Converse Mode¶

Full bidirectional voice Q&A. The agent speaks a question, records the user's voice response via microphone, transcribes it with whisper.cpp (or Wispr Flow), and returns the text.

This is the only blocking mode — the tool call doesn't return until the user finishes speaking or the timeout expires.

When to Use¶

Interactive Q&A sessions: "What did you think of the prototype?"
Drilling sessions: "Walk me through how the auth flow works"
Discovery calls: "What are the main pain points with the current system?"
QA testing: "How does the checkout page look on your screen?"

MCP Tool¶

Name: qa_voice_converse Alias: qa_voice_ask

Parameters¶

Parameter	Type	Required	Default	Description
`message`	string	Yes	—	Question or prompt to speak aloud (non-empty)
`timeout_seconds`	number	No	`300`	Max wait time for response (clamped to 10-3600)

Returns¶

On success — the user's transcribed text:

{
  "content": [{ "type": "text", "text": "The hamburger menu is cut off on mobile" }]
}

On timeout / no speech:

{
  "content": [{ "type": "text", "text": "[converse] No response received within 300 seconds. The user may have stepped away." }]
}

On busy (another session has the mic):

{
  "content": [{ "type": "text", "text": "[converse] Line is busy — voice session owned by mcp-12345 (PID 12345) since 2026-02-21T10:00:00Z. Fall back to text input, or wait for the other session to finish." }],
  "isError": true
}

Errors¶

Error	Cause	Fix
Line busy	Another session has the mic	Wait or fall back to text
sox not installed	`rec` command not found	`brew install sox`
Mic permission denied	Terminal not authorized	macOS: System Settings > Privacy > Microphone
No STT backend	Neither whisper.cpp nor Wispr available	Install whisper-cpp or set `QA_VOICE_WISPR_KEY`

Behavior¶

Full Flow¶

Session booking — auto-books if not already booked (lockfile check)
Clear state — removes leftover input/stop signals
Speak question — edge-tts synthesizes and plays the question
Record mic — sox starts recording 16kHz 16-bit mono PCM
Wait for stop — user touches /tmp/voicelayer-stop (primary) or silence detected (fallback)
Transcribe — whisper.cpp or Wispr Flow converts audio to text
Return — transcribed text returned to the agent

Stop Methods (in priority order)¶

User stop signal (PRIMARY): touch /tmp/voicelayer-stop
Silence detection (FALLBACK): 5 seconds of silence after speech is detected
Timeout (SAFETY NET): timeout_seconds parameter (default 300s)

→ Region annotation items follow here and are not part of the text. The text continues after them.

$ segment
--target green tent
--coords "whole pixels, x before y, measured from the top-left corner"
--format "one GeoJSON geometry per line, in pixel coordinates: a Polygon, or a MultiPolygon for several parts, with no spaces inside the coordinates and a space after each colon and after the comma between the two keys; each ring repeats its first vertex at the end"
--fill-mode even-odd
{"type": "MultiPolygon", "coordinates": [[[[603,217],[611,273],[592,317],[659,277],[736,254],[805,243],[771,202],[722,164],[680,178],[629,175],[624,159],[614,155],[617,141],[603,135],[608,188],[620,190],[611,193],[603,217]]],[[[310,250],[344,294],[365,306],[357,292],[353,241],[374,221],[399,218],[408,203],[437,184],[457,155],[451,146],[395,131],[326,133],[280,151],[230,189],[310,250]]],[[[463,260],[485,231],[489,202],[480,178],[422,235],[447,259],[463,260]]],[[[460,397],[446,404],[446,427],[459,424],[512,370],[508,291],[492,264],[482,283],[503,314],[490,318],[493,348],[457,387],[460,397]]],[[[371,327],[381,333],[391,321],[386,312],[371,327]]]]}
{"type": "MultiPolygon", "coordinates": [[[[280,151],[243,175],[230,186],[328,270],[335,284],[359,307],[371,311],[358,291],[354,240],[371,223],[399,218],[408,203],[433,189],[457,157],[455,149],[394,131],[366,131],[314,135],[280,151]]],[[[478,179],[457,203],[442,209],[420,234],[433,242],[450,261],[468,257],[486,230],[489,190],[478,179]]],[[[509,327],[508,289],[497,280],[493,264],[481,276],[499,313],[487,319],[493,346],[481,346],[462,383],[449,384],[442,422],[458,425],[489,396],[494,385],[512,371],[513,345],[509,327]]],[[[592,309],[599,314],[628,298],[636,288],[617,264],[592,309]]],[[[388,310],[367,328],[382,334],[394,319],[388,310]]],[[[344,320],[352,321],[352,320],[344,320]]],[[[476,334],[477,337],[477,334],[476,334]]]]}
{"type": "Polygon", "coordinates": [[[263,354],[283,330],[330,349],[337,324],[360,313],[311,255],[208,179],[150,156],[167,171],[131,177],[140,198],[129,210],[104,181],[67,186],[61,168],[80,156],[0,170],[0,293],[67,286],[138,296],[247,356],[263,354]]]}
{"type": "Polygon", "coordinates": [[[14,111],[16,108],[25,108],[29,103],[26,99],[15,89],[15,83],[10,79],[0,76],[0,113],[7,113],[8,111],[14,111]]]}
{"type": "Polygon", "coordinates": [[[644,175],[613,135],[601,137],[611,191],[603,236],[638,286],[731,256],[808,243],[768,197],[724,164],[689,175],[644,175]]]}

Why user-controlled stop is primary

Silence detection can misfire — background noise, thinking pauses, or mic sensitivity issues cause premature cutoff. The touch-file approach gives the user explicit control over when they're done speaking.

Session Booking¶

Converse mode requires exclusive mic access. The first converse call auto-books a session:

Lockfile: /tmp/voicelayer-session.lock
Contains: PID, session ID, start timestamp
Stale lock cleanup: dead PIDs are auto-detected and removed
Race condition safe: uses atomic exclusive file creation (wx flag)

Other Claude Code sessions that try to use converse see "line busy" and should fall back to text input.

The lock is released when the MCP server process exits (SIGTERM/SIGINT/exit handlers).

Recording Details¶

Setting	Value
Sample rate	16,000 Hz
Channels	1 (mono)
Bit depth	16-bit signed
Format	Raw PCM -> WAV
Silence threshold	RMS 500 (configurable)
Silence duration	5 seconds (converse-specific)

Audio is recorded as raw PCM via sox, wrapped in a WAV header, then passed to the STT backend.

Speech Rate¶

Default: +0% (natural conversational pace).

No auto-slowdown applied — converse questions are typically short.